La falta de asistencia médica
La falta de asistencia médica es otro de los abusos expuestos tanto por esta ONG israelí como por HRW. Ambas han documentado que, aunque los contratistas israelíes están obligados a proporcionar asistencia médica a los trabajadores, muchos de ellos terminan pidiendo a sus familias que les envíen medicinas para tratar las enfermedades comunes que padecen: agotamiento, dolores de cabeza o afecciones respiratorias producidas por el contacto con pesticidas sin la protección adecuada.
Según un informe de Human Rights Watch de enero de 2015, un total de 122 trabajadores tailandeses murieron en Israel entre 2008 y 2013, la mayoría fruto de accidentes laborales. No obstante, de acuerdo con el documento, también hubo cinco casos de suicidio y 43 de “muerte súbita nocturna”, esto es, la muerte sobrevenida durante el sueño fruto de la acumulación de exceso de trabajo físico en condiciones climatológicas adversas.
“Es una manera de dar un nombre a un fenómeno que no es más que la explotación laboral y la falta de asistencia médica”, apostilla McGeean, de HRW, quien asegura encontrar “muchas similitudes” entre lo que ocurre en Israel y lo que sucede en países como Qatar o Emiratos Árabes, sobre los que ya prepara un nuevo informe.
En el estudio que su organización hizo en el Estado hebreo recogieron un caso extremo: el de un jornalero que a sus 37 años falleció mientras dormía en una granja cerca de la ciudad Netanya. Tras la investigación, concluyeron que la víctima trabajaba hasta 17 horas diarias, siete días a la semana, combinando el ordeño de vacas en los establos con la recogida de aguacates en los invernaderos.
La policía no llegó a practicar autopsia alguna y la embajada de Tailandia repatrió el cuerpo de forma discreta para no perjudicar al acuerdo de cooperación laboral que ambos Gobiernos y la Organización Internacional de Migraciones (OIM) firmaron a tres bandas en 2011 con el objetivo de regular la importación de mano de obra tailandesa y combatir el fraude que ya se detectó a su llegada en los años 90.

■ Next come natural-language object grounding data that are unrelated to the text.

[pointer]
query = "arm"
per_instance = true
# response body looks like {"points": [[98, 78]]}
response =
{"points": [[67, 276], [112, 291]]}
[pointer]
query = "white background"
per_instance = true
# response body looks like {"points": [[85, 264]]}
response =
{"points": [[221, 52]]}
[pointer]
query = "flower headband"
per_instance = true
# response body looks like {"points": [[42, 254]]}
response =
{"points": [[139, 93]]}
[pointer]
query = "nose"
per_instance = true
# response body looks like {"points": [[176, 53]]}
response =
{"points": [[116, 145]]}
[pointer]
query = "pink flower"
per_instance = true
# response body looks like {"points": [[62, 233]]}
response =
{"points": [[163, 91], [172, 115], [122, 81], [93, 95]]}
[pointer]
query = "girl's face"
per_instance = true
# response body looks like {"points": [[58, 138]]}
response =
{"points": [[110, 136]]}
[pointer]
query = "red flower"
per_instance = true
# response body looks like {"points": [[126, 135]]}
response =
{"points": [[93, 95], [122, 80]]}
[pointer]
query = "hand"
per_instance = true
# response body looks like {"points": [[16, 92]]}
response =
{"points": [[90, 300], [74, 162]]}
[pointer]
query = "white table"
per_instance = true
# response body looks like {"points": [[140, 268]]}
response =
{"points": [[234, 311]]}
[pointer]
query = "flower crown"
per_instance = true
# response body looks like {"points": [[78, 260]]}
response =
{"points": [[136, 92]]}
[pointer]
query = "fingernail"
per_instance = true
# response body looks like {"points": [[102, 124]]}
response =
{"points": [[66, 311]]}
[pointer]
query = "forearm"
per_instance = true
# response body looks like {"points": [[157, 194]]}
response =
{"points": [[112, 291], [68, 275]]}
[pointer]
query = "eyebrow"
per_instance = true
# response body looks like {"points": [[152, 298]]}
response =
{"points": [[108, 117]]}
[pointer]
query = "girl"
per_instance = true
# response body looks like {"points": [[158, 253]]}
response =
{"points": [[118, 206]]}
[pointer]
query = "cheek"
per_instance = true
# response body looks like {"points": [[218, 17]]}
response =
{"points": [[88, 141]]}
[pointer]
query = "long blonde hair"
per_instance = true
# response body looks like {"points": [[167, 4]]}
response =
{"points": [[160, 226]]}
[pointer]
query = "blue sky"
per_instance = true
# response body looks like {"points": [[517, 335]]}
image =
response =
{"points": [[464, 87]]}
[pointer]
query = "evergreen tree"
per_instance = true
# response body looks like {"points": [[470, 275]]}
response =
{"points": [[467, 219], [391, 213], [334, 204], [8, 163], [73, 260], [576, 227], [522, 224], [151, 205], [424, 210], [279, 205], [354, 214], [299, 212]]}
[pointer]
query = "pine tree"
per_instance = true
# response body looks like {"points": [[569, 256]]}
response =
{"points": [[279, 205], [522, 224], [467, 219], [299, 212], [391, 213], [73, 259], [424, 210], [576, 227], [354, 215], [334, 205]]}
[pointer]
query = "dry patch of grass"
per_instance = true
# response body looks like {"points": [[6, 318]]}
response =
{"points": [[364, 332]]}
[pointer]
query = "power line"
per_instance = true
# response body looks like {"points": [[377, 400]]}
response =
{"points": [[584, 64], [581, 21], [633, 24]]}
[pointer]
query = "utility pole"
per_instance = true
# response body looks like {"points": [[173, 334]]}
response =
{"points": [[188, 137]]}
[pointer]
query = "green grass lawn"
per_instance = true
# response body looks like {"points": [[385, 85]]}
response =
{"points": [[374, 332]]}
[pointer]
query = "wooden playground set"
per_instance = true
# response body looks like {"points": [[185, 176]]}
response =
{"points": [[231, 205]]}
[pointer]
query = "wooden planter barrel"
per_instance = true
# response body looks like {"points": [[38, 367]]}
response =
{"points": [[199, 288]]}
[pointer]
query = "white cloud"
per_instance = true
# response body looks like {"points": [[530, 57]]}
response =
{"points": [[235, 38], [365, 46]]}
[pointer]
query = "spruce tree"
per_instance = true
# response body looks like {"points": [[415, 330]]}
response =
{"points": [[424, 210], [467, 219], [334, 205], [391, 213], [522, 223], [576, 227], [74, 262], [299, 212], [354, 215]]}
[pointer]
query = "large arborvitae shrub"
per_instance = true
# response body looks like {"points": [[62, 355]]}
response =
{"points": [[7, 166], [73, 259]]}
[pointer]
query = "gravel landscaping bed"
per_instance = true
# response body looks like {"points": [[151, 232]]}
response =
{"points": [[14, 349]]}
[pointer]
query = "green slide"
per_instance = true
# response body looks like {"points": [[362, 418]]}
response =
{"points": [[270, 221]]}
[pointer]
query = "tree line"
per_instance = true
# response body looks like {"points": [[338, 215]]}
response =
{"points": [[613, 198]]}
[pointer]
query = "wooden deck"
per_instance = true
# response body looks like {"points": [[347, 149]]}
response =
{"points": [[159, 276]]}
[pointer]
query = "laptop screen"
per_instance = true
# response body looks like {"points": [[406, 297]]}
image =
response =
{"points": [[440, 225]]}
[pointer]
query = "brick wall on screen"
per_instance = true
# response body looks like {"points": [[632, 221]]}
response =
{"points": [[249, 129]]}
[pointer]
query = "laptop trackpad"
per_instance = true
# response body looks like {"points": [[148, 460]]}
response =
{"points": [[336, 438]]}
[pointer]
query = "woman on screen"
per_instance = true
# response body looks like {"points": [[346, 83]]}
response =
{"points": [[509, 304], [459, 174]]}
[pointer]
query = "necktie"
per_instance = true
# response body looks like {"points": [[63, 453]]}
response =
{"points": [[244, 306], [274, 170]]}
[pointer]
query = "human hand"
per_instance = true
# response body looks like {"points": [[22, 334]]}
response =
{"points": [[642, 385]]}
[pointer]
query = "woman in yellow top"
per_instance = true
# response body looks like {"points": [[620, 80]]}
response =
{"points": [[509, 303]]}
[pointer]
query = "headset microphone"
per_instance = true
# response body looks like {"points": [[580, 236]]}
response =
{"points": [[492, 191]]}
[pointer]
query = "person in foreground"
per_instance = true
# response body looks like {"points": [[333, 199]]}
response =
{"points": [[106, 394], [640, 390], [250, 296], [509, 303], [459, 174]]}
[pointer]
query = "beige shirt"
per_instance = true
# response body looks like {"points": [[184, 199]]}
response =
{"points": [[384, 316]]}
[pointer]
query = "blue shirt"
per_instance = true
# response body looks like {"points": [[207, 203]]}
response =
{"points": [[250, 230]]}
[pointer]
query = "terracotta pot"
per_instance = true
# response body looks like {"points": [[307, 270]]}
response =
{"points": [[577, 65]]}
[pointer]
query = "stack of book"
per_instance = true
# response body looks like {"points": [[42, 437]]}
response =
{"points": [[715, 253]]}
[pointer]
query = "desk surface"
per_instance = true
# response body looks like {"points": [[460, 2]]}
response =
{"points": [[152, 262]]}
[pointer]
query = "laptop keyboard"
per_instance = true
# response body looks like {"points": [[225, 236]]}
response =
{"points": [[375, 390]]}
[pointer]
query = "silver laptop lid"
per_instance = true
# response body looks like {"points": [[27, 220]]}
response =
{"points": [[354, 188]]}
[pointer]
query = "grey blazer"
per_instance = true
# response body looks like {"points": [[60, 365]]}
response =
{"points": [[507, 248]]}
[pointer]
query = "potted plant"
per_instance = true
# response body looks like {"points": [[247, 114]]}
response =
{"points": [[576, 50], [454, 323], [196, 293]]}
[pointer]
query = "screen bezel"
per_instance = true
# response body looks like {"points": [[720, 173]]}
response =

Por su parte, Hok y sus compañeros de las granjas de Ein Carmel seguirán levantándose al alba para cultivar los campos del kibutz, donde casi nadie les conoce, ni sabe o quiere saber de sus condiciones. “Las frutas y verduras que nos comemos en Israel son recogidas por ellos. Solo la aplicación real de la ley, en una lengua que puedan comprender, podrá realmente defenderles”, concluye uno de los informes de Kav LaOvev.